After hitting an all-time peak above US$2,000 in August 2020, gold has traced a less glittering path over recent months, taking a decisive leg down since the beginning of the year. With Covid-19 vaccine programmes firmly in the picture, albeit with differentiation in the pace of the rollout between countries, the market narrative has shifted to the overriding themes of rising real bond yields and the potential emergence of inflation as the recovery takes hold. This has been coupled with a more reflationary tone in equity markets, and while industrial commodities, such as copper, have surged ahead anticipating a full-blown recovery, gold has been left behind, perhaps unsurprisingly given its countercyclical rather than pro-cyclical characteristics.
This is a delicate juncture in terms of prospects for the gold price. The jury is out as to how far and fast real rates can rise – high levels of indebtedness may well place a cap on yield rises – and while short-term inflation seems an inevitability owing to base-rate effects, it is unclear how sustained inflationary pressures will be. Moreover, the US-dollar appreciation witnessed since the beginning of the year could be unhelpful for the gold price, particularly if coupled with rising real yields.
A more rosy scenario for the precious metal would be the emergence of broader inflationary pressures owing to a combination of input-price appreciation, a build-up of capacity constraints within industries, and true wage growth. Should the playbook of 2002-2007 unfold, steadily rising inflation could keep real yields in check, paving the way for gold to deliver a creditable performance. On the flip side, in the event that rising yields continue to dominate, in conjunction with a strengthening US dollar, this would present a more challenging environment for the precious metal.

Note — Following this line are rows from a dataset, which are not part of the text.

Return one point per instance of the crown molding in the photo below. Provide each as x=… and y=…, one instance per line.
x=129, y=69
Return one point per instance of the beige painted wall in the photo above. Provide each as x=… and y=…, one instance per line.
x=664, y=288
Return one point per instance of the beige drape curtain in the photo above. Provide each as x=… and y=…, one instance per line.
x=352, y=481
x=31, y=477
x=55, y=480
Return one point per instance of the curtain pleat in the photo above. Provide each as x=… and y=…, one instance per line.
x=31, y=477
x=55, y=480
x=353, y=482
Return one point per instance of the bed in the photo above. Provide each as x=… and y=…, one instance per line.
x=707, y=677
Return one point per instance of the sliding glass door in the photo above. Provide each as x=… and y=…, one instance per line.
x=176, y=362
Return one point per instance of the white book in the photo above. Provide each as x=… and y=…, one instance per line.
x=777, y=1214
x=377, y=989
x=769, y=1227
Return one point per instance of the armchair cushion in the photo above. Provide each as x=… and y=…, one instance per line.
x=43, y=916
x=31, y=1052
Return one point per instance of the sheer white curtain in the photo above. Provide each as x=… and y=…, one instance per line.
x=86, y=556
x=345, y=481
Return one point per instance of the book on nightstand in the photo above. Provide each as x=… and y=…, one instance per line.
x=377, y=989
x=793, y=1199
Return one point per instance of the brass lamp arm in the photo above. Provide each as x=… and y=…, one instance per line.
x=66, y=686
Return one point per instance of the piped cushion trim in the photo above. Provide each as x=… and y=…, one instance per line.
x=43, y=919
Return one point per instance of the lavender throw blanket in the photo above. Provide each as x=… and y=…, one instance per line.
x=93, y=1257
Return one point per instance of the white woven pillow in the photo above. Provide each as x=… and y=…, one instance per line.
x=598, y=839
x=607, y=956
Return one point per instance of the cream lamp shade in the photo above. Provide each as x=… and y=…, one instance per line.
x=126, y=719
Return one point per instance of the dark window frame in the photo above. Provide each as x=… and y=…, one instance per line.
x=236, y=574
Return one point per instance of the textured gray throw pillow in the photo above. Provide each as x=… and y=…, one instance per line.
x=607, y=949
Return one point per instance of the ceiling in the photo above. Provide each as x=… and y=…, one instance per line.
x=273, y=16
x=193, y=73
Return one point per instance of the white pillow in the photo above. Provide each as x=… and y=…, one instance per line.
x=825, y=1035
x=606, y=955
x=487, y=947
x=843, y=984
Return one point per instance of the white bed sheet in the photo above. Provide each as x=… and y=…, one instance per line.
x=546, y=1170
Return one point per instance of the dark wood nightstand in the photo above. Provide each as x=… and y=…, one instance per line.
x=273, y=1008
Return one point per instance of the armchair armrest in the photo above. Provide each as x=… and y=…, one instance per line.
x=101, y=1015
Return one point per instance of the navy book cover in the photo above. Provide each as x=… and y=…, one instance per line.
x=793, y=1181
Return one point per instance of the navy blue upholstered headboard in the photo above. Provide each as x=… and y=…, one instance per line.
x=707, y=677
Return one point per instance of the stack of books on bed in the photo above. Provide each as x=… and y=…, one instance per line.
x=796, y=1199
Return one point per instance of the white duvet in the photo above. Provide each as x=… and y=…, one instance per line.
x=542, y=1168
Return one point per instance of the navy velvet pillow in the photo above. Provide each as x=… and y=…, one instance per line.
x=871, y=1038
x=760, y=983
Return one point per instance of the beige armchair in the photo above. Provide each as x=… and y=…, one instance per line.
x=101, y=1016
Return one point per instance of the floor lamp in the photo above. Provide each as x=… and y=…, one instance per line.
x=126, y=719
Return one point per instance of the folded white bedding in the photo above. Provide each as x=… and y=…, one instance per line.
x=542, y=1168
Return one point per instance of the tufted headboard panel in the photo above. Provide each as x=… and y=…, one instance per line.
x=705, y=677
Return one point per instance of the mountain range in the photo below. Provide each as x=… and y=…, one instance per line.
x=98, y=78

In summary, we find ourselves at a crossroads. Further clarity is needed in order to establish the most likely trajectory and determine whether gold will remain unloved by investors. It would also be remiss not to mention the new kid on the block: Bitcoin (and cryptocurrencies more broadly). These may exacerbate the dampening effect on the price of their more glittering rival owing to their appeal among the millennial generation, who may view digital assets as being interchangeable with gold on account of their status outside the traditional monetary system. Given all the considerations mentioned above, only time will tell how gold fares and whether its time-honoured role as a safe-haven asset with inflation-hedging properties will be deemed both relevant and valuable in the context of potentially more dominant macroeconomic forces.